The prototype units are currently under test with some standard units as a benchmark, and the test results should be available from my customer in a couple of weeks. As soon as I have these I will (with their permission) publish them here as a reference, and they will include life cycles, wear rates, and load/demand curves on the 12v electric motors used to power the compressors.

All information is freely provided for anyone to use without paying R&D or royalty costs. ;D ;D

Peter


----------



## Lew Hartswick (Jan 3, 2009)

Peter, Can you give a link or name of a manufacturer that has some detailed info.
on those on the net? If I get around to building an engine it looks like the way to go.
Thanks.
  ...lew...


----------



## Richard Carlstedt (Jan 3, 2009)

One of the reasons for extra drag on O-rings is incorrect groove
configuration. You should NOT make the groove like you would for a ordinary piston ring. 
proper O-ring grooves have 10 degree negative sides.
This means the bottom of the groove is "wider" than the top.
I have to admit, that it is pretty hard to make it that way in the home shop. Also the the ring should have on .010" (.25mm) compression total. do this by measuring the cross-section.
If it is .063 (~1.5mm), then your groove bottom should only be .057 from the cylinderwall to produce the .010 fit.

back to the taper walls.
the reason for the reverse taper, is two-fold.
First, the pressure tries to force the ring to extrude itself between the piston and the wall. now I know they look sturdy, but lots of pressure will squeeze the rubber into the few thousandths clearance. This increases drag and wear at the same time. By having the negative angle, increased pressures actually pull the ring back into the groove, lessening the above effect and keeping drag/wear under control..
If you must use a straight groove side wall, keep your clearances down between the piston diameter and the cylinder wall.
Rich

So the important thing fellows is the cross-section diameter !
As a earlier poster mentioned , some rings vary depending on supplier, but measuring the ring ID and OD is not your answer in many cases
Hope this helps


----------



## Peter Neill (Jan 3, 2009)

Lew, I got these samples from this company in the UK: http://www.claron.co.uk/.
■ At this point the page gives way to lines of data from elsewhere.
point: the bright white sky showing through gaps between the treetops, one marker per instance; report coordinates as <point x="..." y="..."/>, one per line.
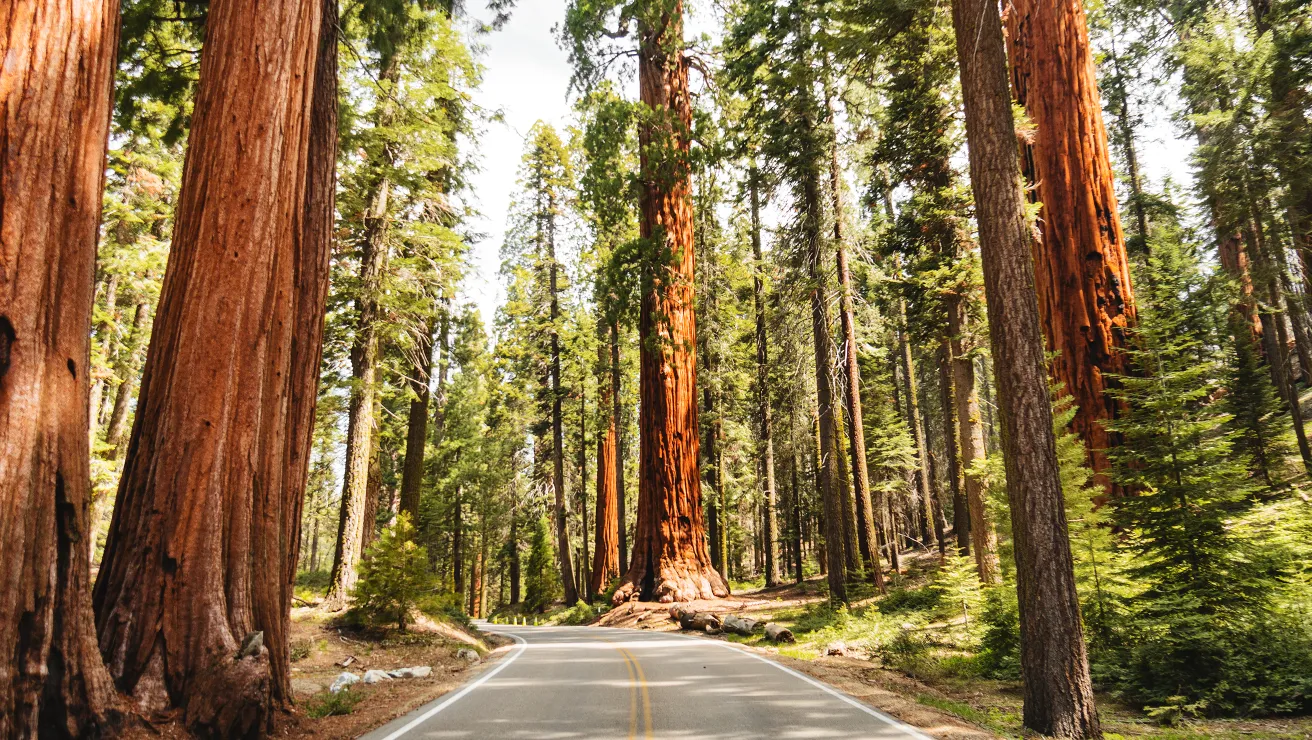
<point x="527" y="77"/>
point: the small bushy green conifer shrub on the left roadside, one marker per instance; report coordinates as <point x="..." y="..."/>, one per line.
<point x="393" y="578"/>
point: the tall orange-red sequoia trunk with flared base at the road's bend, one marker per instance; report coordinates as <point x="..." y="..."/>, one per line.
<point x="670" y="560"/>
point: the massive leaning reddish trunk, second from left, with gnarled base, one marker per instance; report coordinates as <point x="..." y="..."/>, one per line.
<point x="203" y="548"/>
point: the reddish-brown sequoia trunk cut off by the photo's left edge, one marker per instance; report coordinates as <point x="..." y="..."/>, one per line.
<point x="56" y="86"/>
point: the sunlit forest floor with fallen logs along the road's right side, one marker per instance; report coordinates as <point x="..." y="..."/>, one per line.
<point x="901" y="661"/>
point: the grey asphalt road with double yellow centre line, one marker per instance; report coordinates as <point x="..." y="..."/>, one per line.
<point x="591" y="683"/>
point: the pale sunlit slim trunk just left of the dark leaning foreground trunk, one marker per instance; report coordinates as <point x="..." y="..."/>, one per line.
<point x="972" y="435"/>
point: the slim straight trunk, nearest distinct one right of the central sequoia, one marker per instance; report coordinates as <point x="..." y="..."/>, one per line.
<point x="763" y="392"/>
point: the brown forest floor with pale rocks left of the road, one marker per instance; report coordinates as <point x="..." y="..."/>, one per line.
<point x="322" y="649"/>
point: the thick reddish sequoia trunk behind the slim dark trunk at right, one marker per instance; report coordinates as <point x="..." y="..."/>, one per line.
<point x="1082" y="268"/>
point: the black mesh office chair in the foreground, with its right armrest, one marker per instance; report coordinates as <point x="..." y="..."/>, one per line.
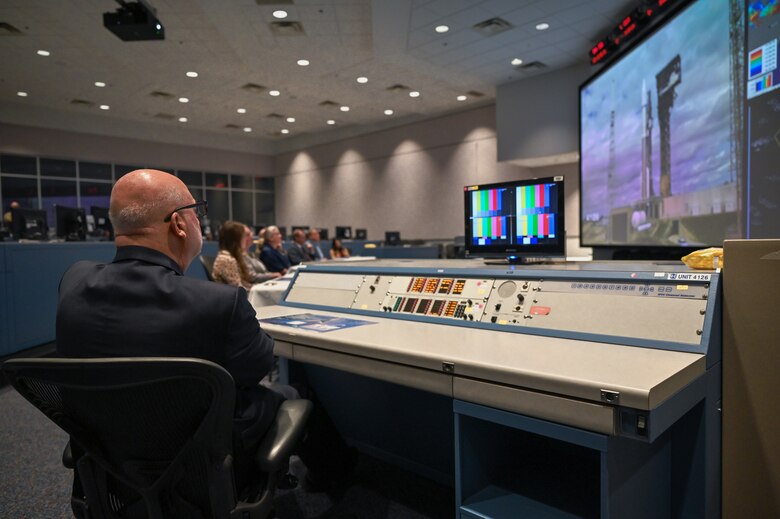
<point x="153" y="437"/>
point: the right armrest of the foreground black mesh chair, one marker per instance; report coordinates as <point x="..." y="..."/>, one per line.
<point x="283" y="436"/>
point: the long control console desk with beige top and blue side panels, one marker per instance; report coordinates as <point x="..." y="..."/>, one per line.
<point x="575" y="390"/>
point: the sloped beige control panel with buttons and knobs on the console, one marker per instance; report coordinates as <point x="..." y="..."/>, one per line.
<point x="666" y="310"/>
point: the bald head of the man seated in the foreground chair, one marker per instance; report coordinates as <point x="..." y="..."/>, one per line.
<point x="141" y="200"/>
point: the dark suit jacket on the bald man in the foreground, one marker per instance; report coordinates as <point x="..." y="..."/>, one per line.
<point x="142" y="305"/>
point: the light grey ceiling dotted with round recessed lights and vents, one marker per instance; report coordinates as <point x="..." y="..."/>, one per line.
<point x="230" y="43"/>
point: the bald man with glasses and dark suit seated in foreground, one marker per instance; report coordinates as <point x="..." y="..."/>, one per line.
<point x="141" y="304"/>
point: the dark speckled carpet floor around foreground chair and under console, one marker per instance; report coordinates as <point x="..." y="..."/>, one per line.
<point x="35" y="484"/>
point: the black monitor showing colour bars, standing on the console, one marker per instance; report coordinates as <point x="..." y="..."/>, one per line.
<point x="515" y="220"/>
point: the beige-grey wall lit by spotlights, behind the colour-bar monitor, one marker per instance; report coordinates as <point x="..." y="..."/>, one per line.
<point x="408" y="179"/>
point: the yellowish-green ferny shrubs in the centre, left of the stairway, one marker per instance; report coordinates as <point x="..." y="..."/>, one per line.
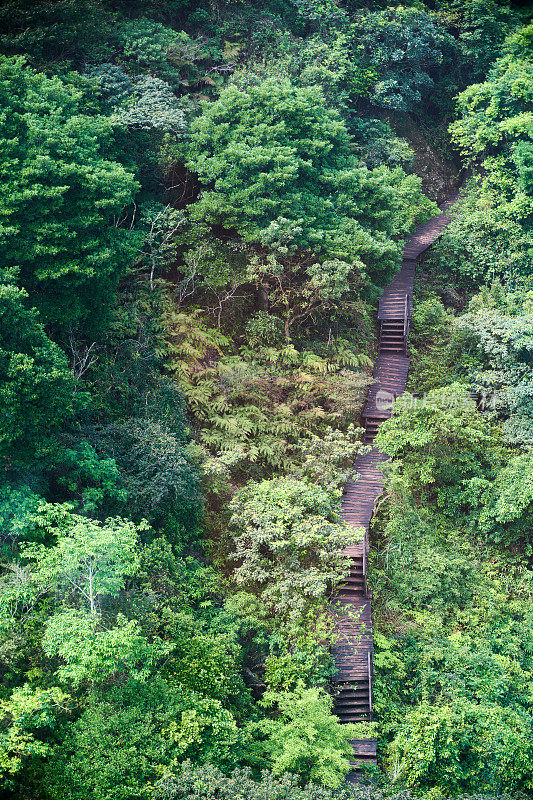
<point x="265" y="402"/>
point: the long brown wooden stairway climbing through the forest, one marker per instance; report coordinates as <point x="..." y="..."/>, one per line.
<point x="352" y="601"/>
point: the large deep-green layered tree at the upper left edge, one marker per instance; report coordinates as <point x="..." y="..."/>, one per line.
<point x="63" y="196"/>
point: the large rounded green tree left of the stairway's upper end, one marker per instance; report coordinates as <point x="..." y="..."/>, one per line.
<point x="277" y="166"/>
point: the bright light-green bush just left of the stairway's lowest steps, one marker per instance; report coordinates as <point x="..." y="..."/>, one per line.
<point x="305" y="737"/>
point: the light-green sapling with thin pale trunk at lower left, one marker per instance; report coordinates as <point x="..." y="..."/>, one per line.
<point x="88" y="561"/>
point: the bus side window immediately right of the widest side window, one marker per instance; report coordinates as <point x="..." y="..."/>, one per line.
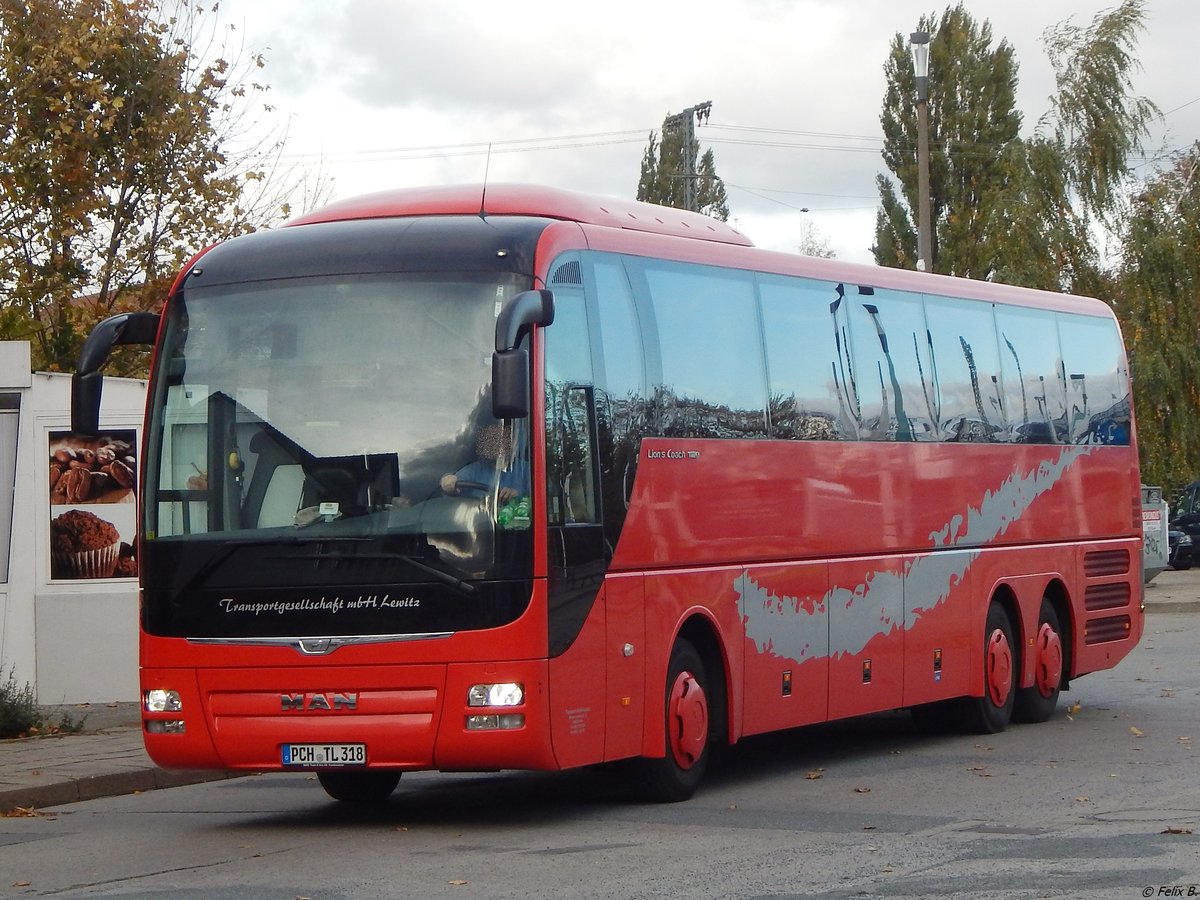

I googled for "hydraulic lip seals", found the company and took it from there. After having a chat with their techical sales guy about what I needed for size and conformity, these were recommended. The part number for them is S00261, but I can't find them on the online catalogue.
They do have a very good downloadable PDF file on seal selection and design though.

I would imagine using a similar search on Google.com instead of the Google.co.uk that I use would produce a source somewhat closer to hand over your side of the pond. However I have got a couple of spares, and if you wanted to use this particular size I'd be happy to pop them in the post to you.

Peter


----------



## Peter Neill (Jan 3, 2009)

Richard Carlstedt  said:
			
		

> One of the reasons for extra drag on O-rings is incorrect groove
> configuration. You should NOT make the groove like you would for a ordinary piston ring.
> proper O-ring grooves have 10 degree negative sides.
> This means the bottom of the groove is "wider" than the top.
> ...



Rich, you forgot to mention that 'O' ring grooves also need to be wider than the cross-section of the 'O' ring, so that they have room to squish into, as under pressure they deform from a circular section to more of an ovoid shape. Incidentally, on my prototypes the 'O' ring cross-section was 1.5mm, and the groove width was 1.8mm.

Another member here Chip_Monk (David) provided a a useful link to another downloadable (1.4MB) PDF design guide for O rings here: http://www.jameswalker.biz/docs/jwco/o_rings_full_doc.pdf

Peter


----------



## Brian Rupnow (Jan 3, 2009)

I suppose that it wouldn't be unreasonable to try this method either. By doing it this way, no o-ring groove is necessary in the piston. All of the machining can be done to the cap portion.---Brian


----------



## bentprop (Feb 11, 2009)

Those seals Peter mentions look very much like the type used in automotive brake cylinders.This would mean there are plenty of sources of supply,and relatively cheap.Although I don't recall ever seeing anything smaller than about 5/8th in diameter.


----------